Bremen kam nun heran, um zu sagen, dass er dicht am Fluss im Gebüsch unter einer Akaziengruppe ein Nashorn entdeckt habe. Der Major und Alexander erklärten, augenblicklich darauf Jagd machen zu wollen, aber Swinton riet ihnen zur Vorsicht, da der Angriff auf ein Rhinozeros eine bedenkliche Sache sei, wenn sie sich nicht gehörig fern hielten. Sie ritten zu der Baumgruppe hinab, wo das Tier verborgen sein sollte, und sandten Bremens Rat zufolge die Hunde ab, um das Tier heraus zu hetzen. Der Major forderte Bremen, der zu Fuß war, auf, sich zu Omrah aufs Pferd zu setzen, damit er schneller fortkomme. Unsere Reisenden blieben auf einem freien Platz, etwa zweihundert Schritte von dem Gebüsch, wo das Nashorn versteckt lag. Die Khoikhoi waren gleichfalls nachgefolgt und hatten Befehl erhalten, um keinen Preis Feuer zu geben, bis sie ihre Posten eingenommen und die Hunde das Tier heraus getrieben hätten.

Sobald Bremen mit den Hunden eine Strecke voraus war, riet Swinton seinen Freunden, sie sollten absteigen und sich unter eine nahe Baumgruppe begeben, wo sie vor dem Tier verborgen waren. Sie riefen Omrah zu, er solle die Pferde unter seine Obhut nehmen, konnten aber seiner nicht ansichtig werden, weshalb sie die Tiere einem der Khoikhoi übergaben, damit er sie eine Strecke weit fortführe.

»Der Gesichtskreis des Nashorns ist so beschränkt«, bemerkte Swinton, »dass es nicht schwer ist, seinen ersten Angriffen auszuweichen.

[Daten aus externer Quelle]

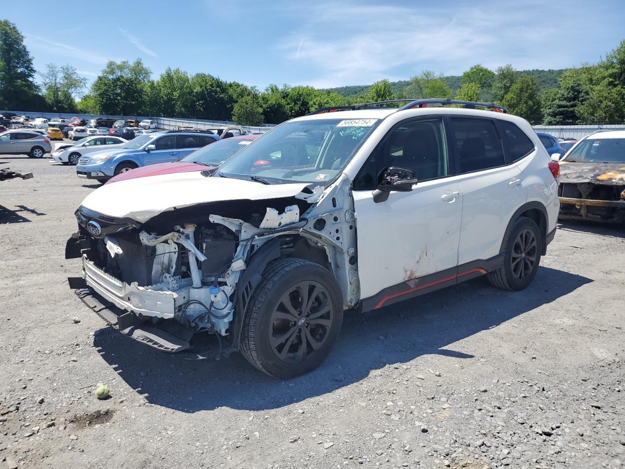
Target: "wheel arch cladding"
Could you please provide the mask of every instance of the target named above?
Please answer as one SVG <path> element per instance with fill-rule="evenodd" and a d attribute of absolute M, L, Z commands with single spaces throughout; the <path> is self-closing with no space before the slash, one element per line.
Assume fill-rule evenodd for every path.
<path fill-rule="evenodd" d="M 510 235 L 510 232 L 514 225 L 514 223 L 520 216 L 524 216 L 532 220 L 538 226 L 538 229 L 541 233 L 541 255 L 545 255 L 547 253 L 547 209 L 540 202 L 528 202 L 521 205 L 514 212 L 510 221 L 508 222 L 504 234 L 503 239 L 501 240 L 501 246 L 499 248 L 499 253 L 504 251 L 506 246 L 506 240 Z"/>

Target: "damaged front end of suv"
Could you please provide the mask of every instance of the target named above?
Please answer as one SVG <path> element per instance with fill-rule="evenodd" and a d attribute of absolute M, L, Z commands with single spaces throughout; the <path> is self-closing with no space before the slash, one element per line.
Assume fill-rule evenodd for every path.
<path fill-rule="evenodd" d="M 82 259 L 84 278 L 70 286 L 120 331 L 164 351 L 189 348 L 201 332 L 236 350 L 242 315 L 235 311 L 245 310 L 276 259 L 325 266 L 344 306 L 358 302 L 353 208 L 337 204 L 351 199 L 349 190 L 346 179 L 328 192 L 302 187 L 289 197 L 201 203 L 144 223 L 81 206 L 66 257 Z"/>
<path fill-rule="evenodd" d="M 70 286 L 110 325 L 160 350 L 205 355 L 199 344 L 216 351 L 217 342 L 273 376 L 309 371 L 360 300 L 342 169 L 374 126 L 341 121 L 287 123 L 216 170 L 92 192 L 66 248 L 82 263 Z"/>

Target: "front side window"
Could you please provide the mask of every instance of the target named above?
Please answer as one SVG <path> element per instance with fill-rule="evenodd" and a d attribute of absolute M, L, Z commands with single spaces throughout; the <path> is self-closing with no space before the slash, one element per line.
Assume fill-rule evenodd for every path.
<path fill-rule="evenodd" d="M 496 168 L 506 164 L 501 139 L 490 119 L 452 118 L 460 173 Z"/>
<path fill-rule="evenodd" d="M 258 176 L 268 183 L 329 184 L 379 122 L 337 118 L 286 122 L 242 148 L 216 175 L 252 179 Z"/>
<path fill-rule="evenodd" d="M 571 149 L 565 161 L 625 163 L 625 138 L 588 138 Z"/>
<path fill-rule="evenodd" d="M 502 120 L 499 121 L 499 123 L 508 143 L 512 161 L 521 159 L 534 150 L 534 143 L 516 124 Z"/>

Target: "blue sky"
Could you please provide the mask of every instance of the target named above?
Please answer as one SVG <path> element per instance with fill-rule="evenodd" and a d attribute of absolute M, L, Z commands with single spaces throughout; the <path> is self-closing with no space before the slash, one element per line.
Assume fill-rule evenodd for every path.
<path fill-rule="evenodd" d="M 28 8 L 26 6 L 28 6 Z M 598 61 L 625 39 L 625 1 L 5 2 L 38 70 L 69 63 L 92 80 L 140 57 L 261 89 L 408 79 L 422 70 L 562 68 Z"/>

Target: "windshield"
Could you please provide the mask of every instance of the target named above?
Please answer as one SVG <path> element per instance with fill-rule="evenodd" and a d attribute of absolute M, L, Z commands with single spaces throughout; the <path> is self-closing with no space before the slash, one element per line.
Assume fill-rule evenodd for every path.
<path fill-rule="evenodd" d="M 241 140 L 232 138 L 219 140 L 198 149 L 179 161 L 184 163 L 199 163 L 214 166 L 219 166 L 241 148 L 249 145 L 252 140 L 252 139 Z"/>
<path fill-rule="evenodd" d="M 625 138 L 588 138 L 573 148 L 566 161 L 625 163 Z"/>
<path fill-rule="evenodd" d="M 329 183 L 379 122 L 378 119 L 286 122 L 241 149 L 218 174 L 262 178 L 269 183 Z"/>
<path fill-rule="evenodd" d="M 141 148 L 142 146 L 145 145 L 148 142 L 154 138 L 154 136 L 150 135 L 139 135 L 132 140 L 126 143 L 122 148 L 126 148 L 129 150 L 136 150 L 138 148 Z"/>

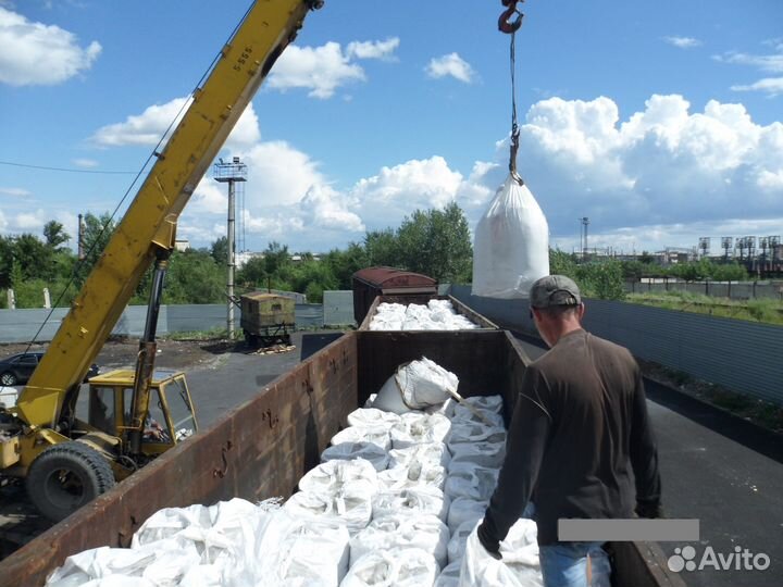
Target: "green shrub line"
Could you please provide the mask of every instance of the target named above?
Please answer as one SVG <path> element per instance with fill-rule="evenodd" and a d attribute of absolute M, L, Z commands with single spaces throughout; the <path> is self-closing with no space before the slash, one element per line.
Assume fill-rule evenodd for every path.
<path fill-rule="evenodd" d="M 661 291 L 655 294 L 627 294 L 624 301 L 679 312 L 693 312 L 783 325 L 783 302 L 767 298 L 731 300 L 729 298 L 711 298 L 688 291 Z"/>

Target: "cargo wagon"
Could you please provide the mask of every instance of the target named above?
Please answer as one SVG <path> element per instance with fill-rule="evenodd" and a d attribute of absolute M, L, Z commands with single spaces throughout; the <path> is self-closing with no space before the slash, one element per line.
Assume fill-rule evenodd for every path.
<path fill-rule="evenodd" d="M 421 357 L 452 371 L 463 396 L 501 395 L 508 422 L 529 364 L 510 333 L 347 333 L 2 561 L 0 584 L 42 585 L 70 554 L 127 547 L 162 508 L 289 497 L 347 415 L 398 365 Z M 684 586 L 657 545 L 623 542 L 614 550 L 618 585 Z"/>

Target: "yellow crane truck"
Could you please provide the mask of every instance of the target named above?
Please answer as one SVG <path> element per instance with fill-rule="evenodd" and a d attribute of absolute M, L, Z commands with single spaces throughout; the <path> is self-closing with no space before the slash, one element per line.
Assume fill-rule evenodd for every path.
<path fill-rule="evenodd" d="M 0 476 L 25 479 L 53 521 L 110 489 L 196 432 L 182 373 L 154 369 L 156 325 L 179 213 L 275 60 L 321 0 L 259 0 L 248 9 L 62 322 L 15 408 L 0 413 Z M 82 382 L 154 263 L 135 371 Z"/>

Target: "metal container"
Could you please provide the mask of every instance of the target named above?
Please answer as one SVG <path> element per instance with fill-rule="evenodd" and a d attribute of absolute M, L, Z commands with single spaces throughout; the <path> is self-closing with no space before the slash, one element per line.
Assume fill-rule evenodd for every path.
<path fill-rule="evenodd" d="M 423 299 L 437 296 L 437 282 L 426 275 L 393 267 L 366 267 L 352 278 L 353 317 L 361 324 L 378 296 Z M 417 302 L 418 303 L 418 302 Z"/>
<path fill-rule="evenodd" d="M 239 298 L 240 325 L 248 345 L 268 346 L 276 341 L 290 345 L 295 329 L 296 301 L 286 296 L 256 291 Z"/>
<path fill-rule="evenodd" d="M 161 508 L 290 496 L 347 415 L 399 364 L 423 355 L 453 372 L 463 396 L 500 394 L 508 421 L 527 364 L 510 333 L 347 333 L 0 562 L 0 583 L 42 585 L 70 554 L 127 547 Z M 625 542 L 616 552 L 618 585 L 684 587 L 657 545 Z"/>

Aber im zweiten ist er in der Regel für das Manöver vorbereitet. Eine Kugel in die Schulter tut die beste Wirkung. Schaut, Bremen hat die Hunde gehetzt.«

Das Bellen der Hunde, welches begann, sobald sie ins Gebüsch gedrungen waren, hatte nicht mehr denn eine Minute gewährt, als ein weibliches Nashorn von der schwarzen Varietät ans dem Dickicht brach, um die zurückweichenden Hunde zu verfolgen Die Khoikhoi, welche an verschiedenen Stellen versteckt lagen, taten mehrere erfolglose Schüsse. Das Tier aber lief weiter und wühlte, sich nach den Feinden nur sehend, mit seinen Hörnern den Boden auf. Endlich bemerkte es einen Khoikhoi, der sich aus einem Busch in der Nähe der Stelle, wo unsere Reisenden verborgen waren, zeigte. Das Nashorn schoss augenblicklich auf ihn zu, wurde aber in seinem Anlauf durch eine Kugel aus Alexanders Büchse auf die Knie gestreckt. Ohne Rücksicht auf Swintons Rufen, der zur Vorsicht aufforderte, weil das Tier noch nicht tot sei, eilten die Khoikhoi heraus und umringten es in der Entfernung von einigen Fuß. Aber es erhob sich wieder und machte einen wütenden Angriff auf Swanevelt, der nur mit knapper Not zu entkommen imstande war. Ein Schuss des Majors machte der Bestie den Garaus, und unsere Reisenden gingen nun auf die Stelle zu, wo das Tier lag, als mit einem Mal ein Schrei Omrahs, der neben dem Fluss stand, ihre Aufmerksamkeit auf sich zog. Sie bemerkten, dass das Nashornmännchen, dessen Nähe sie nicht wahrgenommen hatten, aus demselben Versteck hervorbrach und auf sie zustürzte.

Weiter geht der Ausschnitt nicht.